Many websites claim that they have science-backed lists on how to be happy. Sure, a long sleep helps. Yes, good food makes us happy. Indeed, exercising releases happy hormones. And it’s most definitely accurate that relationships – friendships, family, significant others – help us feel happy. But happiness usually happens in short erratic moments. Contentment, on the other hand, is more long-term.
How can happiness turn into contentment?
First off, let’s define contentment. According to dictionary.com, contentment is satisfaction; ease of mind. Its root word is content, which can be read as kuh n-tent or kon-tent. The first kuh n-tent refers to happiness. The second kon-tent may either pertain to the parts that make up something or to the meaning of something. So, linguistically speaking, we can probably equate contentment to being filled with meaning.
Now, this leads us to the age-old unanswered question: What is the meaning of life?
We can scour the entire world and the World Wide Web, but we won’t find the answer. Meaning has a different connotation for different people. Similarly, life is perceived in different ways by different people. For some, giving meaning to their life is trying out new things. For others, to fulfill the meaning of life means to read all the books ever written. C’est la vie.
But what’s similar in both interpretations is cognitive ease.
Derek Muller of educational YouTube channel, Veritasium, defines cognitive ease as the measure of how hard – or easy – one’s brain works. Ease is achieved through something you’ve become familiar and comfortable with. Your brain doesn’t work much to make sense of things because they’re already familiar. Say, your relationship with a student you’ve been teaching for the last couple of months, or your current job. It makes you feel okay, and in a way, content.
Conversely, cognitive strain refers to using more brain power to understand something. This happens when you experience something new or you encounter something in chaos. Say, poor audio quality. It makes your eyebrows furrow as you decipher what your student is saying.
Though cognitive ease and cognitive strain seem to be polar opposites, they are both necessary to achieve long-term contentment. On one hand, you can relax with something within your comfort zone. But on the other hand, it makes you complacent. Choosing cognitive ease most of the time means you’re choosing not to learn or make progress. As such, it’s better that ease and strain go hand in hand. This will create a balance between the familiar and the progressive.

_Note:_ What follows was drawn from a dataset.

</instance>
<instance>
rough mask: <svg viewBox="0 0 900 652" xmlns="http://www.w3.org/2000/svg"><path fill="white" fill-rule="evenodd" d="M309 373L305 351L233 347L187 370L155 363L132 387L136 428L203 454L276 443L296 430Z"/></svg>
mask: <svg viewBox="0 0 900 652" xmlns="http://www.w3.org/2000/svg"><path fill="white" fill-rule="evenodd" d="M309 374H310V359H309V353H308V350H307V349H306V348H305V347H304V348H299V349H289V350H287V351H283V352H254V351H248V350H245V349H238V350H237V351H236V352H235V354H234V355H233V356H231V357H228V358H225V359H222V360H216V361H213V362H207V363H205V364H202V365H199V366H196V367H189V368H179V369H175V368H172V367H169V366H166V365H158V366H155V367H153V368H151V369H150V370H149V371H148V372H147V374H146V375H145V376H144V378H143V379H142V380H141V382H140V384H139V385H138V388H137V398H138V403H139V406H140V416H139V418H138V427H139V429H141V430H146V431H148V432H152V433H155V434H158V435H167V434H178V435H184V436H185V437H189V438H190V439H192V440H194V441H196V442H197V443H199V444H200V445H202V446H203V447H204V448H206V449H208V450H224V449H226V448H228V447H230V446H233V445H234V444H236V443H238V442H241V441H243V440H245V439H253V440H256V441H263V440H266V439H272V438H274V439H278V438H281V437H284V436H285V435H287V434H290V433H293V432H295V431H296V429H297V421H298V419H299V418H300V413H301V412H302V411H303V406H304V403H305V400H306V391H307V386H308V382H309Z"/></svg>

Stephen Covey writes in The 7 Habits of Highly Effective People how it’s important to sharpen the saw. It’s what makes all the other habits of efficacy possible. To sharpen the saw means to renew oneself in four aspects: physical, social and emotional, mental, and spiritual. Under physical, there’s the rigor of exercise. Under social falls the mantra of no man is an island, so go explore and talk to strangers. Under mental and spiritual are learning and expansion.
Now, though I enlist the help of Derek Muller and Stephen Covey, of science and non-fiction, in this article, our definition of contentment still varies. The meaning is still up to you. We are different people after all.
References:
Covey, Stephen R. (1989). The 7 Habits of Highly Effective People. New York: Free Press.